First, install Conda with the Miniconda distribution. Until Bioconda supports modern Mac CPUs, Mac users with M1/M2 CPUs (the ARM64 architecture) need to install the Mac Intel x86 Miniconda distribution and install Rosetta, so the workflow can run under Mac's emulation mode.

After installing Conda, create the environment for this project.

conda env create -f cartography.yml

Activate the environment prior to running the workflow below.

conda activate cartography

Next, you need to install Julia and then install TreeKnit following the instructions to install the "CLI" version.
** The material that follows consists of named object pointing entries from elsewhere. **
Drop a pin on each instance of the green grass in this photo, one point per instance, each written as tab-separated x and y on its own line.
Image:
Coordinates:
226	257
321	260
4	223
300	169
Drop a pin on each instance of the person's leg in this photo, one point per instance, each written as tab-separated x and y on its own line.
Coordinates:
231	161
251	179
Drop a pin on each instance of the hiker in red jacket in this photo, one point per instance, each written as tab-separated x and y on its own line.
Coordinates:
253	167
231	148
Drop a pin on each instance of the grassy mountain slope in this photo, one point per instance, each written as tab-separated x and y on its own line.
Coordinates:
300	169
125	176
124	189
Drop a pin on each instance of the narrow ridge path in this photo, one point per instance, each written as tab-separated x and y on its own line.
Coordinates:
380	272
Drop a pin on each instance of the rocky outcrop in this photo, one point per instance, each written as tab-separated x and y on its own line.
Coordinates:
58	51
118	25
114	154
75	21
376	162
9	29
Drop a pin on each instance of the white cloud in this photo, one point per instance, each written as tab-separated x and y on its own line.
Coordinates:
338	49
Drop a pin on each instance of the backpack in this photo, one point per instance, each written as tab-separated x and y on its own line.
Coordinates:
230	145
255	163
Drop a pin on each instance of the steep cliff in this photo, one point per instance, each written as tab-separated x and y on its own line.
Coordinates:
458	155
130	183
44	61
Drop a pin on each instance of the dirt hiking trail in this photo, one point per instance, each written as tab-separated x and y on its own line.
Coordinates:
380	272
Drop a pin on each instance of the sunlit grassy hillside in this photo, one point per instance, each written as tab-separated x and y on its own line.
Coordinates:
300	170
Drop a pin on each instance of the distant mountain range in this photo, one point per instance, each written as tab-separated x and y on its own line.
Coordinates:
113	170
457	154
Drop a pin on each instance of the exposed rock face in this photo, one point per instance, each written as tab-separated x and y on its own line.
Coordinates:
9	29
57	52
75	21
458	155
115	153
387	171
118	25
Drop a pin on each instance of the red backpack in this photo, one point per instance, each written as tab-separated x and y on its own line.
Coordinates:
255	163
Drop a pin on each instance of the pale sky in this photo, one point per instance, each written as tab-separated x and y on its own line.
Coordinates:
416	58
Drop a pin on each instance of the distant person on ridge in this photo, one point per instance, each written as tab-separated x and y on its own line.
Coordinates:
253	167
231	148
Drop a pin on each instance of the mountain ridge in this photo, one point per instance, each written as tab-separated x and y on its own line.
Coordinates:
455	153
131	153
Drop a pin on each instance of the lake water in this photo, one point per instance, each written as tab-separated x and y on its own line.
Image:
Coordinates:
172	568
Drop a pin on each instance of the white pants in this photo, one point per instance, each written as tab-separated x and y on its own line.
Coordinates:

The TreeKnit binary installs in your home directory, by default, in the path ~/.julia/bin/treeknit. This path is what the project's workflow calls to run TreeKnit.

Notes for Windows users

If you are a Windows user, you will need to install WSL to run this project's workflow. You cannot put this github repository in the Users file. Snakemake sees /U as a unicodeescape error and will not run, so please make a folder outside of the Users folder (ex. directly in the C drive) where you install this github repository, anaconda, and all other dependencies.

Run the full analysis

Run the full analysis for the project which includes simulations, analysis of natural populations, and generation of the manuscript and its figures and tables. Use the following command to run the analysis on a single compute node (e.g., a local laptop, single cluster node through an interactive shell, etc.).

snakemake --profile profiles/local

Use the following command to run the analysis on a SLURM cluster, submitting no more than 20 jobs at a time.

snakemake -j 20 --profile profiles/slurm

This is a complex workflow, so it will take several hours to run.